На маленькой эстраде певица, полная негритянка в блестящем наряде, открывающем ее пышные плечи, разминалась: подтанцовывала, поводила руками, как бы подгоняя музыкальное вступление, которое любовно выдувал трубач, смешной тощий черный паренек, и пробрасывал по клавиатуре пианист — тоже смешной, пожилой крахмальнобородый альбинос в розовой рубахе…
Буквально с первых тактов Вера узнала мелодию. Это была та песня, из ее детства! Та музыка, что неслась из-за ограды по звездному мосту теплой азиатской ночи прямо в окно больницы, где девочка-подросток, вскарабкавшись на подоконник и прижав лицо к решетке, слушала ее со счастливым волнением: веселый, притоптывающий, вихляющий задом бродяга шел себе по улице, останавливаясь и отчебучивая задорный степ.

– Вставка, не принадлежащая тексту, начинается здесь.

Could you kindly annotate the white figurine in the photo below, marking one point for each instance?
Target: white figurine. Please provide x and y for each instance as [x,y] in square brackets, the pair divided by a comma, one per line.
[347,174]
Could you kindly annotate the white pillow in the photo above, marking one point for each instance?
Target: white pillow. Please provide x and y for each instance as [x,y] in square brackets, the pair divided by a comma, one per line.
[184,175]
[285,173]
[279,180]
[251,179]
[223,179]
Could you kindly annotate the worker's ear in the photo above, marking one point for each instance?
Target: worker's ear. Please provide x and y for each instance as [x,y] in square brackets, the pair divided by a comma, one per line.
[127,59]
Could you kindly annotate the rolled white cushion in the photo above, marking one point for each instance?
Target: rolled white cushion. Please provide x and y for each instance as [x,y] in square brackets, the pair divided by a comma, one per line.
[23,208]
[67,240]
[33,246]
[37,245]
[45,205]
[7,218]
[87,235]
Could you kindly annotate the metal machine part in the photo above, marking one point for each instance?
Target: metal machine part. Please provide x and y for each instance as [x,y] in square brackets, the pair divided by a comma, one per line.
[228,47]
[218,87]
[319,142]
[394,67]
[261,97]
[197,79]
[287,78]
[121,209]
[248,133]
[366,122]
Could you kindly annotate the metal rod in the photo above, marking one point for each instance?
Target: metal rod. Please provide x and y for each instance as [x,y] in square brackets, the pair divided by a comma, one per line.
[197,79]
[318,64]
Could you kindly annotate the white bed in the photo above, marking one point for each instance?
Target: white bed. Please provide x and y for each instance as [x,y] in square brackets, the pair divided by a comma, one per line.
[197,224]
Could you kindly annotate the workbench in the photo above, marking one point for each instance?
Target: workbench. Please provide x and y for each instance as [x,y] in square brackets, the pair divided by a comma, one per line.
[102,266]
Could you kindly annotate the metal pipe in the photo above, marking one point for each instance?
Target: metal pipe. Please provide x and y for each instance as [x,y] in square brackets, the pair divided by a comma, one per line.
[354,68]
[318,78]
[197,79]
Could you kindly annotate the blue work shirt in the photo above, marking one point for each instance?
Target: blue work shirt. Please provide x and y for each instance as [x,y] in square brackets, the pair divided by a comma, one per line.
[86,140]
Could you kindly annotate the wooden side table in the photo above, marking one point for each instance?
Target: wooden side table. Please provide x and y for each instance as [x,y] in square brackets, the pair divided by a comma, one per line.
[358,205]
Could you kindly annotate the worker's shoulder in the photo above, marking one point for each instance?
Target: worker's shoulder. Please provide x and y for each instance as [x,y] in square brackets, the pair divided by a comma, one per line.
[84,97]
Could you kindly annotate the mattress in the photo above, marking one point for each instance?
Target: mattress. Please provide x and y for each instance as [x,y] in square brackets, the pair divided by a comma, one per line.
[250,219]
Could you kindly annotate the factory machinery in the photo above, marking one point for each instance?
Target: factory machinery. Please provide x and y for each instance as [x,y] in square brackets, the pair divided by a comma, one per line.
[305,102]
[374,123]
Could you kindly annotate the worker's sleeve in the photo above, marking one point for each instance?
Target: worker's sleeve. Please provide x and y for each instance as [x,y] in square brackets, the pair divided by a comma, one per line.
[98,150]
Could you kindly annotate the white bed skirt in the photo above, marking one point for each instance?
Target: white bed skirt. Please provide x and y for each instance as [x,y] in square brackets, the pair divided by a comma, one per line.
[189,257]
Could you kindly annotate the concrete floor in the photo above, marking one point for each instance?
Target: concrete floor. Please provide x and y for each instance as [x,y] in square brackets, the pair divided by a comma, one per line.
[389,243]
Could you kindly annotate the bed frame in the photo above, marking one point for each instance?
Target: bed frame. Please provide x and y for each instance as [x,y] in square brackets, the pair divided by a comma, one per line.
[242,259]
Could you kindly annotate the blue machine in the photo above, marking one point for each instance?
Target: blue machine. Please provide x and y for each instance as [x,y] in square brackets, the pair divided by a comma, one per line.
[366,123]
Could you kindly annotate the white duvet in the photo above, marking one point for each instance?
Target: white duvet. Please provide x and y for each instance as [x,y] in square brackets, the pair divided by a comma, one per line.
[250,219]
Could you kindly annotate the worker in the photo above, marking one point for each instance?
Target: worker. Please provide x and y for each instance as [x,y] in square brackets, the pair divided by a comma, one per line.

Когда-то в юности она пыталась напеть эту мелодию Лёне, который в Ташкенте мог достать любую пластинку из-под земли и пытался понять — что она хочет, — насвистывая то один, то другой мотив и спрашивая: «Вот этот? нет? может, этот?» Но у нее был плохой музыкальный слух, и все объяснения ни к чему не приводили…
Да, это была та самая музыка, только сейчас Вера понимала — про что она…
Хватай свой плащ, свою кепку,
Оставь свои печали у порога…
Жизнь может быть так сладка
На солнечной стороне улицы!
Эта негритянка хорошо, замечательно хорошо пела: тело ее было в таком ладу с музыкой, жило в ней, двигалось: повороты головы, кивки, движения плеч, бедер и рук создавали свой ритмичный узор, перекликавшийся с музыкой множеством невидимых, но ощутимых связей.
И тощий черный трубач наяривал так искренне, так упоенно! И пианист, старик-альбинос в розовой атласной рубахе, в каких ходили по Ташкенту узбекские юноши из кишлаков, — улыбаясь розовыми атласными глазами, мягко касался клавиатуры и замирал, и снова припадал к ней!